I'm doing a series of ads for the Zeeco Car and I want to
make each of 'em a real little gem—reg'lar stylistic stuff. I'm
all for this theory that perfection is the stunt, or nothing at
all, and these are as tough things as I ever tackled. You
might think it'd be harder to do my poems—all these Heart
Topics: home and fireside and happiness—but they're cinches.
You can't go wrong on 'em; you know what sentiments any
decent go-ahead fellow must have if he plays the game, and
you stick right to 'em. But the poetry of industrialism, now
there's a literary line where you got to open up new territory.
Do you know the fellow who's really
the American
genius?
The fellow who you don't know his name and I don't either,
but his work ought to be preserved so's future generations can
judge our American thought and originality to-day? Why,
the fellow that writes the Prince Albert Tobacco ads! Just
listen to this:
It's P.A. that jams such joy in jimmy pipes. Say—bet
you've often bent-an-ear to that spill-of-speech about
hopping from five to f-i-f-t-y p-e-r by "stepping on her
a bit!'' Guess that's going some, all right—BUT—
just among ourselves, you better start a rapidwhiz system
to keep tabs as to how fast you'll buzz from low
smoke spirits to tip-top-high—once you line up
behind
a jimmy pipe that's all aglow with that peach-of-a-pal, Prince Albert.
Prince Albert is john-on-the-job—always joy'usly
more-ish in flavor; always delightfully cool and
fragrant!
For a fact, you never hooked such double-decked,
copper-riveted. two-fisted smoke enjoyment!
Go to a pipe—speed-o-quick like you light on a good
thing! Why—packed with Prince Albert you can play
a joy'us jimmy straight across the boards! And you
know what that means!''
"Now that,'' caroled the motor agent, Eddie Swanson, "that's
what I call he-literature! That Prince Albert fellow—though,
gosh, there can't be just one fellow that writes 'em; must be
a big board of classy ink-slingers in conference, but anyway:
now, him, he doesn't write for long-haired pikers, he writes
for Regular Guys, he writes for
me, and I tip my
benny to
him! The only thing is: I wonder if it sells the goods?

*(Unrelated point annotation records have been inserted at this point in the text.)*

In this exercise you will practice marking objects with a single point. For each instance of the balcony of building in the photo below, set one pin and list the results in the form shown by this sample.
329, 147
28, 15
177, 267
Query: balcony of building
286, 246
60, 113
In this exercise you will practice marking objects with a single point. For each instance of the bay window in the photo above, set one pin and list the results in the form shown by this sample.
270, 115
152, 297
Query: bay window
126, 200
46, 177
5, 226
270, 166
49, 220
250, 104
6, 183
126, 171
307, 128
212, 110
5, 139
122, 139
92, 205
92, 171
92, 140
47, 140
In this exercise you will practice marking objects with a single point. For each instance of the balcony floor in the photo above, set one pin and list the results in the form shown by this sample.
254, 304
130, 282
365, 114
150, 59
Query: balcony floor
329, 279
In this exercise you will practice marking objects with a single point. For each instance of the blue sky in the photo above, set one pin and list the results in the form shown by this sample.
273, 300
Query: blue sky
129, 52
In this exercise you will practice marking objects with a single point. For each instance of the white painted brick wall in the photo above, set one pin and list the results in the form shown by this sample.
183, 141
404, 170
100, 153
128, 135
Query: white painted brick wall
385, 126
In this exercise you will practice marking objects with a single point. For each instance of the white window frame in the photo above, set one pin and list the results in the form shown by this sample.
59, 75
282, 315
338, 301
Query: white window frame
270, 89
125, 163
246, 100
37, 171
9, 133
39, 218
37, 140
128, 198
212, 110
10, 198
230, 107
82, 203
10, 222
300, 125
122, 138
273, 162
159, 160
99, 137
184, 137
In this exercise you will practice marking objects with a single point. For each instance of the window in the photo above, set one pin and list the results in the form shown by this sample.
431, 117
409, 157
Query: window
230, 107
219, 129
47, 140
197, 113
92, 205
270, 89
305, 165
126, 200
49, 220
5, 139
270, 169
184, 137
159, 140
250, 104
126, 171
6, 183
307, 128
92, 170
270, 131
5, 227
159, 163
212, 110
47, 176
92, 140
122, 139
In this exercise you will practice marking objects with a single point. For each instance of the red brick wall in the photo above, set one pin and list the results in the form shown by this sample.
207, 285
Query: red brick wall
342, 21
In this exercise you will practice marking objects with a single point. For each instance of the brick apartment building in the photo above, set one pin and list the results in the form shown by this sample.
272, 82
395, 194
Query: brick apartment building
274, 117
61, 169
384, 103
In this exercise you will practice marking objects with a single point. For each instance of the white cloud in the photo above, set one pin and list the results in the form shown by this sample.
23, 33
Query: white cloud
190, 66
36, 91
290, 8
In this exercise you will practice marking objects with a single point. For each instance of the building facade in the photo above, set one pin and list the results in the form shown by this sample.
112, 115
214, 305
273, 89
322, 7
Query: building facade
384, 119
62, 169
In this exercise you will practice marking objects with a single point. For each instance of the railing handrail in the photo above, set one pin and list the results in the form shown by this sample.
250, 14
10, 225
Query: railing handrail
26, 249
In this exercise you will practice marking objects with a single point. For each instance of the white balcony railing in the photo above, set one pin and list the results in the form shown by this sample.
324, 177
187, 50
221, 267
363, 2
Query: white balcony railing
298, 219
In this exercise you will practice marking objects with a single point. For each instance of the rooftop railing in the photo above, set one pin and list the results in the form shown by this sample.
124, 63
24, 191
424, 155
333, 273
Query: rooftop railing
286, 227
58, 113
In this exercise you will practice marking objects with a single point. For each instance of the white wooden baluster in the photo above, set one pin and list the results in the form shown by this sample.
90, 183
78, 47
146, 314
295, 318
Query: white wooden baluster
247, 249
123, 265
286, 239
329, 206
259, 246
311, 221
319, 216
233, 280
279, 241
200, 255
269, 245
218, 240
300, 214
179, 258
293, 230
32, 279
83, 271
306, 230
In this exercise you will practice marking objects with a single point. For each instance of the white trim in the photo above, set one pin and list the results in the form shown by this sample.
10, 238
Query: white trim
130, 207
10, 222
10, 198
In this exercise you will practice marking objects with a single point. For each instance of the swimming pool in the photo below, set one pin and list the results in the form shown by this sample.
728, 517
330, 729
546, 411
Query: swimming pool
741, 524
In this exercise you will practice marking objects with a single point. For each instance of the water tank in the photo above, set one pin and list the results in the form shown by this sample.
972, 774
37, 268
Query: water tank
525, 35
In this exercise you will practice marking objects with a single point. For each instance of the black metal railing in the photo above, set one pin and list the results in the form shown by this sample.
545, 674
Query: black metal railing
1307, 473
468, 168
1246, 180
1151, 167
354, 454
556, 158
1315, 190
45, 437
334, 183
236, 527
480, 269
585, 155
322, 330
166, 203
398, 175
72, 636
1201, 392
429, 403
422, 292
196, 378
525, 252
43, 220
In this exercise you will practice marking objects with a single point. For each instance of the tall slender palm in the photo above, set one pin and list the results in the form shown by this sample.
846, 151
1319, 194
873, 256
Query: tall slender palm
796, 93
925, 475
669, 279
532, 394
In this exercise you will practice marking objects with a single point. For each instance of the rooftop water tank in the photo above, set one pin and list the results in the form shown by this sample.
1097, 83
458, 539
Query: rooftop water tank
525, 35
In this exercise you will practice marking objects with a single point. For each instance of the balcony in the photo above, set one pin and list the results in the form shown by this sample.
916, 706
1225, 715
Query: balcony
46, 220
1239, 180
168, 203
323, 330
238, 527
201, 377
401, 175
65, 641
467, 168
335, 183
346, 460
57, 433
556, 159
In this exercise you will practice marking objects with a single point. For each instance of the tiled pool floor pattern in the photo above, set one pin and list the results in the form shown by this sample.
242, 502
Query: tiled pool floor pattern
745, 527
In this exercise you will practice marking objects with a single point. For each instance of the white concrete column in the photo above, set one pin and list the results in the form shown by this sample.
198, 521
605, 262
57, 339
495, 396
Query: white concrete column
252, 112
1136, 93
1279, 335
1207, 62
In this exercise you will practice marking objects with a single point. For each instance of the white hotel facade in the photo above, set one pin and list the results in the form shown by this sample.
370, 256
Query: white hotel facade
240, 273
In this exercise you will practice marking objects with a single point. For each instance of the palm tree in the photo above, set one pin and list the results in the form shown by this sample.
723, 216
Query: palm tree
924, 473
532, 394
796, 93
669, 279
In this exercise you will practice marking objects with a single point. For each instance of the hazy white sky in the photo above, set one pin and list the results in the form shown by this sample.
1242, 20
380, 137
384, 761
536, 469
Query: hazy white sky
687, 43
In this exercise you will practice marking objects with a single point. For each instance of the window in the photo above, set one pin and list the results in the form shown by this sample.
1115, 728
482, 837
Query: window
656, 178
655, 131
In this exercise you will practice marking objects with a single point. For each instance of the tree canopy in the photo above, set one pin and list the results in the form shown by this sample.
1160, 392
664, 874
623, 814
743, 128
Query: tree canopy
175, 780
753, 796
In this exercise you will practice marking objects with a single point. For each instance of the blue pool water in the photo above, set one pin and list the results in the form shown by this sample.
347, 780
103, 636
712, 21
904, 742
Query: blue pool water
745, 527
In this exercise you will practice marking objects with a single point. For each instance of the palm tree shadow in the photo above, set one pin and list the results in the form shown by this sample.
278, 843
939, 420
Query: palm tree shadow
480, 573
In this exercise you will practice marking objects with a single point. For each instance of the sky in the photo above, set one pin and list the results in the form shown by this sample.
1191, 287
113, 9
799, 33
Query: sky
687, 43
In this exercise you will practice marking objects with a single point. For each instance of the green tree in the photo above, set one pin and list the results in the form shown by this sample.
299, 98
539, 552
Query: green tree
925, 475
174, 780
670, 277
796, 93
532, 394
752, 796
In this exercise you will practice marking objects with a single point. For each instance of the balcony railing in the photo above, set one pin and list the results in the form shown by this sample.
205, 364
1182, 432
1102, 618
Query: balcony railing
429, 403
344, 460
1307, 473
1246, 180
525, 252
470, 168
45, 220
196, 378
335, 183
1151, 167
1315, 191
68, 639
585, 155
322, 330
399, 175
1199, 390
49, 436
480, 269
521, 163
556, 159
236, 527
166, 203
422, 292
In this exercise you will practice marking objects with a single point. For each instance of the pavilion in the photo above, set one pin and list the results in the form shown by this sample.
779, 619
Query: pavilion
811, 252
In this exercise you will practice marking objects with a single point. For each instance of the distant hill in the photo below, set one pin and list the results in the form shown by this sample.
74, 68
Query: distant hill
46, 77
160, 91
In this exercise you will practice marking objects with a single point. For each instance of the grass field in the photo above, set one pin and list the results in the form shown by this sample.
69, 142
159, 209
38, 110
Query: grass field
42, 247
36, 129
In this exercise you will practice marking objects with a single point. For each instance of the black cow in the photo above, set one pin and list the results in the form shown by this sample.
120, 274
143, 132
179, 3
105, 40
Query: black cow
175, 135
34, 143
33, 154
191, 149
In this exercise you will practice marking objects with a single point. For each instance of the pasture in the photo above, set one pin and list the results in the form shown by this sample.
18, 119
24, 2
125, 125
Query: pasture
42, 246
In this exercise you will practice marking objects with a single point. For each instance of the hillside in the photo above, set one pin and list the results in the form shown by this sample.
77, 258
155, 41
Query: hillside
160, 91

Course, like all these poets, this Prince Albert fellow lets his
idea run away with him. It makes elegant reading, but it
don't say nothing. I'd never go out and buy Prince Albert
Tobacco after reading it, because it doesn't tell me anything
about the stuff. It's just a bunch of fluff.''
Frink faced him: "Oh, you're crazy! Have I got to sell
you the idea of Style? Anyway that's the kind of stuff I'd
like to do for the Zeeco. But I simply can't. So I decided
to stick to the straight poetic, and I took a shot at a highbrow
ad for the Zeeco. How do you like this:
The long white trail is calling—calling-and it's over
the hills and far away for every man or woman that
has red blood in his veins and on his lips the ancient
song of the buccaneers. It's away with dull drudging,
and a fig for care. Speed—glorious Speed—it's more
than just a moment's exhilaration—it's Life for you
and me! This great new truth the makers of the Zeeco
Car have considered as much as price and style. It's
fleet as the antelope, smooth as the glide of a swallow,
yet powerful as the charge of a bull-elephant. Class
breathes in every line. Listen, brother! You'll never
know what the high art of hiking is till you TRY
LIFE'S ZIPPINGEST ZEST—THE ZEECO!
"Yes,'' Frink mused, "that's got an elegant color to it, if I
do say so, but it ain't got the originality of `spill-of-speech!' ''
The whole company sighed with sympathy and admiration.